Myths About Affiliate Marketing You Should Know
There are lots of myths out there surrounding affiliate marketing, and these can frequently cause brands/businesses to pass on these kinds of programs. It’s important you understand some of these myths so you can make the correct decisions for the future growth of your business.
Whether you’re the brand manager at a Fortune 100 brand or the marketing director/everything else at a startup, setting up a solid affiliate program can open a revenue avenue without much of the hassle usually associated with setting up new marketing initiatives.
1. Affiliate systems are quick and easy to manage
An affiliate marketing program is a lot of work, and in most situations, there’s a lot of competition so you’re not going to be bringing in money immediately. Business owners and entrepreneurs suppose that all you need to do is setup a site and choose an affiliate to associate with and then just let it run its course. But according to Three Ladders Marketing, only 0.6% of affiliate marketers surveyed have been in the game since 2013. That means that affiliate marketing takes time and effort to build and make money.
The affiliate marketing business relies on fostering relationships. You foster these relationships by:
*Bringing the right partners into your program
*Seeking out better and more efficient partnerships
*Updating your content regularly to keep things new and fresh.
An affiliate program is only going to help bring traffic to your website or business; you are in charge of turning that traffic into conversions.
2. You need to work in a very popular and lucrative niche to make affiliate marketing work for your business.
A lot of companies do not even bother trying an affiliate marketing program because they think their market is too little. Some companies will try and break into bigger niches even if they don’t have any interest in the market niche.
It is true that popular niches do better with affiliate marketing, but that doesn’t mean you do not have a chance at success. Stay in line with the goals and mission statement of your company and find affiliates who understand the relevance of working in a market where you are comfortable.
3. Affiliate marketing is a strategy of yesterday
Due to Google’s new algorithms for SEO, link building is becoming outdated which can discourage affiliate activity. Even if this is the case, there are many new ways to use SEO and build your brand.
You might come across a couple of link problems with Google if you are not managing your program, but for the most part the entire notion of affiliate marketing still makes sense to Google –it offers another relevant and related resource to consumers.
4. Success in affiliate marketing comes from getting your product on as many sites as possible
The best way to think about affiliate marketing is quality over quantity. There are a lot of small websites that will promote your product, but the key is finding a small number of partners that will deliver conversions. For example, an equity management services firm has over 20,000 affiliates in its system, but only about 25 affiliates generate 85 percent of revenue.

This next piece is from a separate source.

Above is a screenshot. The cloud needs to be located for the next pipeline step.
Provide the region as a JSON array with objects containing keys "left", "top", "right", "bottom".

The real deliverables will be dependent on locating the right affiliates, big or small, which drive results. According to the same study done by Three Ladders Marketing, the most traffic for affiliates were driven by SEO, 79% and social media, 60%.
Although studies show that affiliate marketing isn’t easy, as you remember to foster relationships, focus on your niche, focus on a few key affiliates, and create a system that generates performance for both the advertiser and the affiliate you can drive profit and conversions for your small business.
There are caution flags, however, when it comes to affiliate marketing. In a piece late last year, Affiliate Theft Could Be Costing You Millions, Forbes contributor Jabez LeBret wrote of unscrupulous affiliate marketers’ tactics which cost brands and businesses millions of dollars every year.
LeBret adds that affiliate theft”…could be preventing you (brands/businesses) from beating profit expectations while making it difficult for you to properly allocate your marketing budget to programs that are working.